The AI Thread

Samson · Mar 12, 2024

You can easily get ChatGPT to run about shooting stuff

If you give it doom, running in Matlab

You may find yourself living in a shotgun shack. And you may find yourself working with GPT-4. And you may ask yourself, "Will GPT-4 run DOOM?" And you may ask yourself, "Am I right? Am I wrong?"

Adrian de Wynter, a principal applied scientist at Microsoft and a researcher at the University of York in England, posed these questions in a recent research paper, "Will GPT-4 Run DOOM?"

Alas, GPT-4, a large language model from Microsoft-backed OpenAI, lacks the capacity to execute DOOM's source code directly.

But its multimodal variant, GPT-4V, which can accept images as input as well as text, exhibits the same endearing sub-competence playing DOOM as the fraught text-based models that have launched countless AI startups.

"Under the paper's setup, GPT-4 (and GPT-4 with vision, or GPT-4V) cannot really run Doom by itself, because it is limited by its input size (and, obviously, that it probably will just make stuff up; you really don't want your compiler hallucinating every five minutes)," wrote de Wynter in an explanatory note about his paper. "That said, it can definitely act as a proxy for the engine, not unlike other 'will it run Doom?' implementations, such as E. Coli or Notepad."

That is to say, GPT-4V won't run DOOM like a John Deere tractor but it will play DOOM without specific training.

To manage this, de Wynter designed a Vision component that calls GPT-4V, which captures screenshots from the game engine and returns structure descriptions of the game state. And he combined that with an Agent model that calls GPT-4 to make decisions based on the visual input and previous history. The Agent model has been told to translate its responses into keystroke commands that have meaning to the game engine.

Interactions are handled through a Manager layer consisting of an open source Python binding to the C Doom engine running on Matplotlib.

De Wynter nonetheless considers it remarkable that GPT-4 is capable of playing DOOM without prior training.

At the same time, he finds that troubling.

"On the ethics department, it is quite worrisome how easy it was for (a) me to build code to get the model to shoot something; and (b) for the model to accurately shoot something without actually second-guessing the instructions," he wrote in his summary post.

"So, while this is a very interesting exploration around planning and reasoning, and could have applications in automated video game testing, it is quite obvious that this model is not aware of what it is doing. I strongly urge everyone to think about what deployment of these models [implies] for society and their potential misuse."

Moriarte · Mar 14, 2024

What would You do with it, if you had one?

Kyriakos · Mar 14, 2024

It will require hacking to disable its surveillance mandate

Moriarte · Mar 14, 2024

True, it will also motivate people to build (and sell) open source variants. The ones where you can alter moral compass..

Samson · Mar 14, 2024

Google has made a photo to video tool that streamlines the creation of deep fakes

Give it a photo and a recording of what you want them to say and get a video of them saying it. All the full videos fail for me, I guess they have DRM? Check out their github page to see if they work for you, or their paper.

Gori the Grey · Mar 14, 2024

Puts dirty dishes in the drying rack without offering to wash them or even asking, "Are you sure you want dirty dishes in the drying rack along with dishes that, from their appearance, have likely been washed?"
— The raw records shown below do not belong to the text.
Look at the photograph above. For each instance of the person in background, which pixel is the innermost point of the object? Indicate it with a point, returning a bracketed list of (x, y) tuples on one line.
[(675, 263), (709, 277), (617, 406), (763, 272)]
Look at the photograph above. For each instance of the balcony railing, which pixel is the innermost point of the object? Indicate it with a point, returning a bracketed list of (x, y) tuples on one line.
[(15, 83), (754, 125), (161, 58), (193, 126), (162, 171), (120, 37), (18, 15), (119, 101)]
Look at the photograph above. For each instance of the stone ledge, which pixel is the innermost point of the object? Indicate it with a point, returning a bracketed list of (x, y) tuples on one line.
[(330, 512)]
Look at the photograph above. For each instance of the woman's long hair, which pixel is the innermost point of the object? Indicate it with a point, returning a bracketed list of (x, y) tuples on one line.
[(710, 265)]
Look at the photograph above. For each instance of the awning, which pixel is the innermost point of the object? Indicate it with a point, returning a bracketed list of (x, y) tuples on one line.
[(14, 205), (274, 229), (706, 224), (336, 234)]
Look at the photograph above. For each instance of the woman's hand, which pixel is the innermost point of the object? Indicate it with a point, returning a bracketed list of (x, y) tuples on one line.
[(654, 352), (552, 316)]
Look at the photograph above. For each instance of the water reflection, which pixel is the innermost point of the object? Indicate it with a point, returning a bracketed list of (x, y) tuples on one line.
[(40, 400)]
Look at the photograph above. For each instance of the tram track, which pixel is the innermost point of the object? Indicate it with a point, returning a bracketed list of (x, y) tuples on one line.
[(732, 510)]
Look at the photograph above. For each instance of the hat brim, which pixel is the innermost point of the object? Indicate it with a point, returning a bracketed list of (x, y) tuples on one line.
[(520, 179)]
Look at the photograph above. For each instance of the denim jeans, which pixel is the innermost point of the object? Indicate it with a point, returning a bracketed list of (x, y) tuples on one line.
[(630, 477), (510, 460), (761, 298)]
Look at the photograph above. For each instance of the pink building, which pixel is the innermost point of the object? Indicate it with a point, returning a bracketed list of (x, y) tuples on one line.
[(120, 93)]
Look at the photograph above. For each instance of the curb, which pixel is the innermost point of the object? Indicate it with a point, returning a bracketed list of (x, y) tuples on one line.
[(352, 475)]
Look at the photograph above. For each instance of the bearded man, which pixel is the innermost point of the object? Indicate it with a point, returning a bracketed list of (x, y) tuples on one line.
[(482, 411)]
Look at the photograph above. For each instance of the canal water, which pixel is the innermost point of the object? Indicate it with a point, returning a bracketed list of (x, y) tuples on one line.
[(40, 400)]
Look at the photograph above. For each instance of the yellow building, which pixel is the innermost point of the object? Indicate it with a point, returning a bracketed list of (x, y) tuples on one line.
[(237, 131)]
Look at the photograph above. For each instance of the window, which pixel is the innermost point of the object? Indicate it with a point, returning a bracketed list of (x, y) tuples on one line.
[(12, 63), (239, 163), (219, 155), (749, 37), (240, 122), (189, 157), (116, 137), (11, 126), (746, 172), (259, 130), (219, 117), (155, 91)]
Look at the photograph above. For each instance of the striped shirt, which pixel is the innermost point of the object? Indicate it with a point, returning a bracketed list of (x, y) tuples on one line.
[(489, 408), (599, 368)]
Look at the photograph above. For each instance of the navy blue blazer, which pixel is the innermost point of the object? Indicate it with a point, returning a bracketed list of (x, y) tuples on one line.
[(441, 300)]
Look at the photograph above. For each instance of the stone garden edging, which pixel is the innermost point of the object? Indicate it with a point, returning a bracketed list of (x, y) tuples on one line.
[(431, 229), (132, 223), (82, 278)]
Still not intelligent, in other words.

Comrade Ceasefire · Mar 14, 2024

Moriarte said:
What would You do with it, if you had one?

I can't speak for other men, but my Zeroth Law would be not to put my penis anywhere near it.

Man Gets Penis Stuck In Toaster, Firefighters Carry Out Hard Rescue

Toaster Gives Good Bread, Man's Penis Gets Stuck

www.huffpost.com

Moriarte · Mar 14, 2024

According to Mustafa Suleiman, the modern Turing test should look like this: take $100,000 and turn it into $1 mil using Amazon.

Spoiler Read On For Details :

Samson · Mar 14, 2024

Moriarte said:
According to Mustafa Suleiman, the modern Turing test should look like this: take $100,000 and turn it into $1 mil using Amazon.

Spoiler Read On For Details :

The truth is, I think we’re in a moment of genuine confusion (or, perhaps more charitably, debate) about what’s really happening. Even as the Turing test falls, it doesn’t leave us much clearer on where we are with AI, on what it can actually achieve. It doesn’t tell us what impact these systems will have on society or help us understand how that will play out.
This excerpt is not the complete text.